Johnson v. Sheriff, Washoe CountyAnnotate this Case
511 P.2d 1051 (1973)
Keith JOHNSON, Appellant, v. SHERIFF, WASHOE COUNTY, Nevada, Respondent.
Supreme Court of Nevada.
July 9, 1973.
Rehearing Denied August 23, 1973.
Robert A. Grayson, Carson City, for appellant.
Robert List, Atty. Gen., Carson City, Robert E. Rose, Dist. Atty. and Alvin J. Hicks, Deputy Dist. Atty., Reno, for respondent.OPINION
At the conclusion of a preliminary examination charges of third degree arson (NRS 205.020) and arson with intent to defraud an insurer (NRS 205.030) were dismissed against appellant. Twelve days after the charges were dismissed in the justice court, the Washoe County Grand Jury returned an indictment charging appellant with the identical offenses.
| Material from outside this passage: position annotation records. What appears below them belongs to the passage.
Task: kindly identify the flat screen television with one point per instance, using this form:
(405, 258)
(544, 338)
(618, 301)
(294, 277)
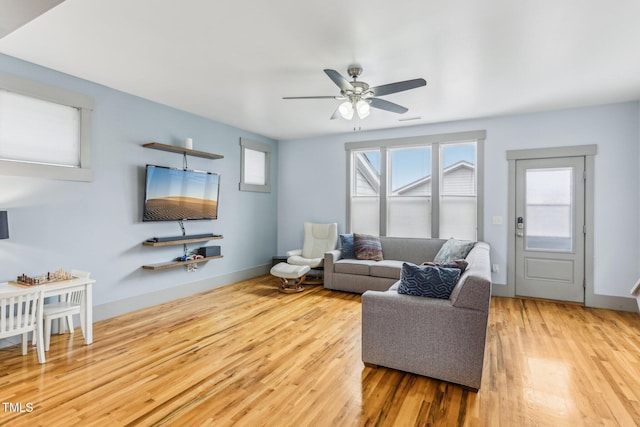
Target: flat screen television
(180, 194)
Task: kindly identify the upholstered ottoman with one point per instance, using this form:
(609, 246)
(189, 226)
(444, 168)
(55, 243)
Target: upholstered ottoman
(291, 276)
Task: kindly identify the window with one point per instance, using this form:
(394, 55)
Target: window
(44, 131)
(417, 187)
(365, 193)
(255, 159)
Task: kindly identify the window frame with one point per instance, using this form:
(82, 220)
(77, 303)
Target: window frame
(44, 92)
(435, 141)
(256, 146)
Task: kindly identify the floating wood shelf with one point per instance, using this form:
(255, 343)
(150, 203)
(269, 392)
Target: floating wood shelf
(182, 150)
(172, 264)
(181, 241)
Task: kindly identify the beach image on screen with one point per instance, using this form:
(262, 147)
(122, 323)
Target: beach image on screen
(175, 194)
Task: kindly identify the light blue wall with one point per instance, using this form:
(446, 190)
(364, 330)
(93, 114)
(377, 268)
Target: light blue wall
(97, 226)
(313, 183)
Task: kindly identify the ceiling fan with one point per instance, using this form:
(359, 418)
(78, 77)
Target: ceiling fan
(359, 97)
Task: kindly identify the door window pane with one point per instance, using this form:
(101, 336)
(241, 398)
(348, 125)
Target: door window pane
(37, 131)
(409, 197)
(458, 195)
(549, 209)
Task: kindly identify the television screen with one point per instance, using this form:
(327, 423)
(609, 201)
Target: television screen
(180, 194)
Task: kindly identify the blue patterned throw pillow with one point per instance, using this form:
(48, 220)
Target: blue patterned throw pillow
(346, 243)
(428, 281)
(453, 249)
(367, 247)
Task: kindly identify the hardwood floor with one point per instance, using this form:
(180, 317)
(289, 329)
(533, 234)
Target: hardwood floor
(246, 354)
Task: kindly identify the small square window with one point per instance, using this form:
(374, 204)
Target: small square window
(45, 131)
(255, 166)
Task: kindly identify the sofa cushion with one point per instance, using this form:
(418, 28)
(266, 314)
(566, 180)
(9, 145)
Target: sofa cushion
(387, 268)
(346, 243)
(460, 264)
(367, 247)
(428, 281)
(353, 266)
(453, 249)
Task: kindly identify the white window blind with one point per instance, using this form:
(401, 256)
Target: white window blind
(37, 131)
(45, 131)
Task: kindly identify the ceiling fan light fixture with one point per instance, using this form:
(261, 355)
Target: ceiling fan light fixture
(363, 108)
(346, 110)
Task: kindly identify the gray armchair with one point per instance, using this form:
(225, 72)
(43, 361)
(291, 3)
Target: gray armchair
(438, 338)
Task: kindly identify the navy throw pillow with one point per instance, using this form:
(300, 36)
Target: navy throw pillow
(346, 242)
(428, 281)
(367, 247)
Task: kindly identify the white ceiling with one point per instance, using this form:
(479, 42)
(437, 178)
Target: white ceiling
(233, 61)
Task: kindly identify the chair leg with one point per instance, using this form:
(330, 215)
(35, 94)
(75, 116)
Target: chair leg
(47, 334)
(39, 345)
(25, 342)
(70, 323)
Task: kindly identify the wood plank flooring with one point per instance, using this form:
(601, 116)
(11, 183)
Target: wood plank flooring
(248, 355)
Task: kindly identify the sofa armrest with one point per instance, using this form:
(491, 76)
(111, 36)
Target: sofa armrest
(330, 258)
(423, 335)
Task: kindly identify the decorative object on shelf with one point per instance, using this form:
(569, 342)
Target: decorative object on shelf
(4, 225)
(186, 259)
(48, 277)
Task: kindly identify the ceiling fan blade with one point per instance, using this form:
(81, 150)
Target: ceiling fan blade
(389, 106)
(339, 80)
(310, 97)
(397, 87)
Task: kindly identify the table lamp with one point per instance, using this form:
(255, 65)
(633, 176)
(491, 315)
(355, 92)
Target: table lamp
(4, 225)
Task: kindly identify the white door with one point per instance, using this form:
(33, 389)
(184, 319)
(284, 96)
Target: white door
(550, 230)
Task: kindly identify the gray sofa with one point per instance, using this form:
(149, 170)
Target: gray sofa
(438, 338)
(353, 275)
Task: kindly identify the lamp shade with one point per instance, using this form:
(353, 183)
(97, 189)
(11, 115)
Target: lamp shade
(4, 225)
(362, 107)
(346, 110)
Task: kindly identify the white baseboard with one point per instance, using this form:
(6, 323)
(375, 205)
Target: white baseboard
(117, 308)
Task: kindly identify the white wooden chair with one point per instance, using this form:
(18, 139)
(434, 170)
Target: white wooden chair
(68, 305)
(21, 312)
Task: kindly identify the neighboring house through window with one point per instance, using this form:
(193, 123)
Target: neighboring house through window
(45, 131)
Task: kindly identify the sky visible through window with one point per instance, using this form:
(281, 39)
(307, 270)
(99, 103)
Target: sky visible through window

A pre-trial habeas challenge to the indictment was denied and in this appeal appellant contends (1) the dismissal of the charges in the justice court proscribes the subsequent indictment, and (2) there was insufficient evidence submitted to the grand jury to establish probable cause to hold him for trial. The latter contention is not seriously argued and is summarily rejected.
The instant charges arose out of a scheme to burn a slightly damaged automobile and collect its full value from an insurance carrier. The owner of the vehicle paid appellant and Robert Gentlemen $200.00 to burn the automobile, which they did. Gentlemen, having been granted immunity from prosecution, implicated appellant when he testified at the preliminary examination and before the grand jury. The parties concede that Gentlemen was an accomplice in the illegal activity.
The dismissal of the proceedings in the justice court, according to the magistrate, was because the testimony of the accomplice [Gentlemen] was not corroborated. When the charges were subsequently submitted to the grand jury an additional witness was called and his testimony corroborated the incriminating testimony given by Gentlemen.
The thrust of appellant's central argument suggests the failure of the prosecutor to produce a corroborating witness at the preliminary examination is equivalent to the "conscious indifference to rules of procedure affecting a defendant's rights" we condemned in State v. Austin, 87 Nev. 81, 482 P.2d 284 (1971), and the "willful disregard" *1052 of appellant's rights that existed in Hill v. Sheriff, 85 Nev. 234, 452 P.2d 918 (1969), and in Maes v. Sheriff, 86 Nev. 317, 468 P.2d 332 (1970).
The district court rejected the same argument and we find no error in its factual determination that the state had not exhibited willful disregard of, or conscious indifference to, appellant's rights.